Short jokes
The police gave you a fine for not fixing your ugly hairline.
Your mum is so fat, when she roleplayed Wonder Woman, she couldn't fit in the invisible jet.
Cars are like bullets; you jump in front of one, and they solve all your problems.
I could have sworn while watching anime I saw an American Boeing B-29 Superfortress in the background dropping bombs!
Does money grow on trees? No.
What is money made of? Paper.
What is paper made out of? Trees!
My cousin: “How’s the lemonade stand supposed to run when you’re at softball practice?!”
Me: “Lemonade stands can’t run, dufus.”
Which tower is better at playing catch? The south tower, obviously. It caught 2!
I am awesome, look at me!
Q: I like elephants.
A: Everything else is irrelephant.
I asked the Titanic an icebreaker question.
It couldn't answer.
Bob the builder.
God, you’re having a good day?
Me: Yes, beats burning in hell.
I'll never forget my grandpa's last words:
"You need to park a little closer."
All terrorists like starting a new year off with a bang.

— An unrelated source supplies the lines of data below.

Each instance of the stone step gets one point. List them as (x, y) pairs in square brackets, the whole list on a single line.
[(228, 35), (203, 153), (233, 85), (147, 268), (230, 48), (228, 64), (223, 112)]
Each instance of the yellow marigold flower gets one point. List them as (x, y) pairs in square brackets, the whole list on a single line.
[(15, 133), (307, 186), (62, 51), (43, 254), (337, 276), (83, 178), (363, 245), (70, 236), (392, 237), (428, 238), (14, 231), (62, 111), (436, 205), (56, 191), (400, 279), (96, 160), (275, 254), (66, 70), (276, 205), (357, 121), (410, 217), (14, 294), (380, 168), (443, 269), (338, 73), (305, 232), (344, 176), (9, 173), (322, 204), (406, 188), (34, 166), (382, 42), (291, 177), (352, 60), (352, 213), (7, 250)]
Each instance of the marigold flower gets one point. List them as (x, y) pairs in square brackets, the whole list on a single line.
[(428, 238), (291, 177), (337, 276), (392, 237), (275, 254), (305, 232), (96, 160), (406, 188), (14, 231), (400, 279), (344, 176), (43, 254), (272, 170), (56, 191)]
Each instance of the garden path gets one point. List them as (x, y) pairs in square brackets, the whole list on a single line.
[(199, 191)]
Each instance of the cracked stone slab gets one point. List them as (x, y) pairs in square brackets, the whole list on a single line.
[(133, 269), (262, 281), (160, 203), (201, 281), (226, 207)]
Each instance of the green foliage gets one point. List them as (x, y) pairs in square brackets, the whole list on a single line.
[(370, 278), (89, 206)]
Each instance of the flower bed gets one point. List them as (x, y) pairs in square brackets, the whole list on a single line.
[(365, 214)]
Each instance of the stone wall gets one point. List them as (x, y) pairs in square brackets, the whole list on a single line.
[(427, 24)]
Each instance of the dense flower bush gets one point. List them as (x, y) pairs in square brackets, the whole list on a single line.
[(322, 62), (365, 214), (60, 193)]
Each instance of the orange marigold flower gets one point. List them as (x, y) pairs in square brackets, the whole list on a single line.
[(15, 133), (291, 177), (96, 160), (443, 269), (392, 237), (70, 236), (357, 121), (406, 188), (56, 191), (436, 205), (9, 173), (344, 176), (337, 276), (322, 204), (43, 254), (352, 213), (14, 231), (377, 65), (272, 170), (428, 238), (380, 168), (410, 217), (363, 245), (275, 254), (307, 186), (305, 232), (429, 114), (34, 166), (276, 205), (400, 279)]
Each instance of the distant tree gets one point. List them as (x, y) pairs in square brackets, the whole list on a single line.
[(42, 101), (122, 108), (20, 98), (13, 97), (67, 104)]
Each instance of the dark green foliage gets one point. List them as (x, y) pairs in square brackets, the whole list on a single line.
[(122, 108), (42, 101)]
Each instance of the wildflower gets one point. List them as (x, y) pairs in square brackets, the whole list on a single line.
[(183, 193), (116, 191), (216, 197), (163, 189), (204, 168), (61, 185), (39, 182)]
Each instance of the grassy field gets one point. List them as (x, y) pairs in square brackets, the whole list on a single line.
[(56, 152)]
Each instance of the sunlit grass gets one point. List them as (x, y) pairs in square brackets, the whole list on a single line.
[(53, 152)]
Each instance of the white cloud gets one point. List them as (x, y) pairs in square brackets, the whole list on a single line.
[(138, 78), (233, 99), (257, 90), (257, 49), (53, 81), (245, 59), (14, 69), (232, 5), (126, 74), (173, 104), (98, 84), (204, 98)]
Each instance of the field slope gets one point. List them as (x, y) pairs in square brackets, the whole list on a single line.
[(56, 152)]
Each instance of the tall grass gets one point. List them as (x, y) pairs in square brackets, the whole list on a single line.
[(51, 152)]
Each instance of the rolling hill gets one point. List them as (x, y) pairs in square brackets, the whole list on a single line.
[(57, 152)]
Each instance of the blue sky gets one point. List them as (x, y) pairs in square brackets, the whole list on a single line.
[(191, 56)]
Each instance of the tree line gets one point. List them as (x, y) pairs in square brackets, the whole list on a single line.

Teach a Scouser to fish and he can eat for a day.
Give him the rod and he will stick it in your letterbox and nick your car keys!
My Mrs is going to hit the roof when she realizes I've replaced the bed with a trampoline!
In a Kahoot, and you're the Twin Tower terrorist: terrorist kill streak 2,996.
Asking for a friend, could anyone please tell me how to politely ask a question for a friend?
What do you call a midget born from precum?
"Half Nut!"
Royal rebel and push so back, they ever marble say that drink pushback.